Egypt Court Ruling May Spark Violence, U.S. Embassy Says
Protests expected to follow an Egyptian court ruling scheduled for tomorrow on a fatal soccer riot may spark “significant violence,” the U.S. embassy said.
The decision could cause disorder “through the weekend in both Cairo and Port Said,” the embassy said on its website. Americans should “carefully weigh all movements beyond residences and immediate neighborhoods, particularly avoiding the downtown area of Cairo.” British citizens were also told in a website posting by their embassy to “avoid all demonstrations and large gatherings” after tomorrow’s verdict.
The court is due to rule on 52 defendants, including police officers, on charges relating to a riot after a game in Port Said in February 2012. It’s the second ruling in the case after a January verdict when 21 people were sentenced to death.
The case has become a focal point for anger against the Islamist-led government, which is accused by opponents of failing to reform the security services and judiciary, key demands of the 2011 revolution that ousted Hosni Mubarak.
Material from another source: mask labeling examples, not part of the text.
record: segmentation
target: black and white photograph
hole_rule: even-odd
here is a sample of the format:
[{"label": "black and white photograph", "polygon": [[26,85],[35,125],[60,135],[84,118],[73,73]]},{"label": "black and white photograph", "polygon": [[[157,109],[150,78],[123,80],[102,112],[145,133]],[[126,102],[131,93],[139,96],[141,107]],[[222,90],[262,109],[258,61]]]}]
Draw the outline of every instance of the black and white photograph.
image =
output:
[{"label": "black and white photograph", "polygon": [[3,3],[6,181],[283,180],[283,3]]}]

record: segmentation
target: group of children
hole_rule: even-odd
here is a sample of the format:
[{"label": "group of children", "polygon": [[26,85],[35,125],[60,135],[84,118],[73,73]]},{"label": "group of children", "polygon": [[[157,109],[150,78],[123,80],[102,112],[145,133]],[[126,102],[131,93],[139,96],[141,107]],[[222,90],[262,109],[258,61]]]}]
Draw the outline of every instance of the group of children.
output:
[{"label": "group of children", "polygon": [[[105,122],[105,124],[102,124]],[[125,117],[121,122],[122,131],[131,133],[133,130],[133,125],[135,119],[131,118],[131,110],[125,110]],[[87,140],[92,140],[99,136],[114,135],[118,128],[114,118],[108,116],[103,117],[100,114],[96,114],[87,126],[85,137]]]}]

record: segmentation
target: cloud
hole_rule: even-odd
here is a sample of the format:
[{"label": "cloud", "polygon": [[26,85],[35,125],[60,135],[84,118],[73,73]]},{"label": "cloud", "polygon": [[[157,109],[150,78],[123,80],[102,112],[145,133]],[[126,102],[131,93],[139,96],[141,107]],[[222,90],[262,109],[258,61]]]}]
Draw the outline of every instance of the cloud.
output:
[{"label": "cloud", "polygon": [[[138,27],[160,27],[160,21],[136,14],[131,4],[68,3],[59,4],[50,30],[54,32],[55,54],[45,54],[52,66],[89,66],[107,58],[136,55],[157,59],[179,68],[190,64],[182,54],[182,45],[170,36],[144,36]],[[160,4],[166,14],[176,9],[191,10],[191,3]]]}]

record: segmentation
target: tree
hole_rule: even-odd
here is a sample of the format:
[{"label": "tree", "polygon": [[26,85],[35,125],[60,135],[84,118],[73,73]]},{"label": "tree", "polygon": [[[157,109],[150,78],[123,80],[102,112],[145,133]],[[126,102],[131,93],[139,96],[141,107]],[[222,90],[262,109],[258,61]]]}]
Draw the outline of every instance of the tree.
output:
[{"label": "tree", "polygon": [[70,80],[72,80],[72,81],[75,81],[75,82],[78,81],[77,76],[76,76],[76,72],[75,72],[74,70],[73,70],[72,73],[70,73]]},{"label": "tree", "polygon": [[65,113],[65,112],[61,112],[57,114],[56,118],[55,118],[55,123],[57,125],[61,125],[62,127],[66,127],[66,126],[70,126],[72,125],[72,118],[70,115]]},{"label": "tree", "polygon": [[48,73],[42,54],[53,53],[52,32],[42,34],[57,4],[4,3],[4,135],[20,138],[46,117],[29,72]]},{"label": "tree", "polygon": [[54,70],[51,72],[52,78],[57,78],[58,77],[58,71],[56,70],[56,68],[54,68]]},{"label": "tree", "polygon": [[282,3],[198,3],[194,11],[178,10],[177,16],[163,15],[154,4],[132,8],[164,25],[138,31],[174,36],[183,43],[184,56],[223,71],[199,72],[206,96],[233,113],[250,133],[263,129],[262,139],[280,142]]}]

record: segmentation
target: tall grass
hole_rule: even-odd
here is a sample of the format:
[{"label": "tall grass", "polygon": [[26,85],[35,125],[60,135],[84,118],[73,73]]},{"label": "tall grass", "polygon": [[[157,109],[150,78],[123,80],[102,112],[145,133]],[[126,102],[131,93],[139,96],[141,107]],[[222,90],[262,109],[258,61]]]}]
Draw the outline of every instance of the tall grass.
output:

Unrest linked to the rulings has been fueling political and economic instability in Port Said, near the Sinai Peninsula, and other cities.
The court cases stem from the deaths of at least 74 people in 2012 when fans of Port Said’s Al Masry team surged onto the pitch after defeating the Cairo-based Al Ahly team, whose supporters tried to flee only to find the gates bolted.
An anti-government protester was killed and 54 injured late yesterday in Port Said, state-run Ahram Gate reported. Clashes have been continuing over the last week, leaving a total of at least six dead and hundreds injured in the Suez Canal city and neighboring provinces.
Defendants may appeal, and Grand Mufti Shawki Ibrahim Abdel-Karim, head of the country’s top religious institution, must accept or reject the rulings.
The office of the mufti said he needed more time to review more than 1,000 pages of related documentation, according to Ahram Gate.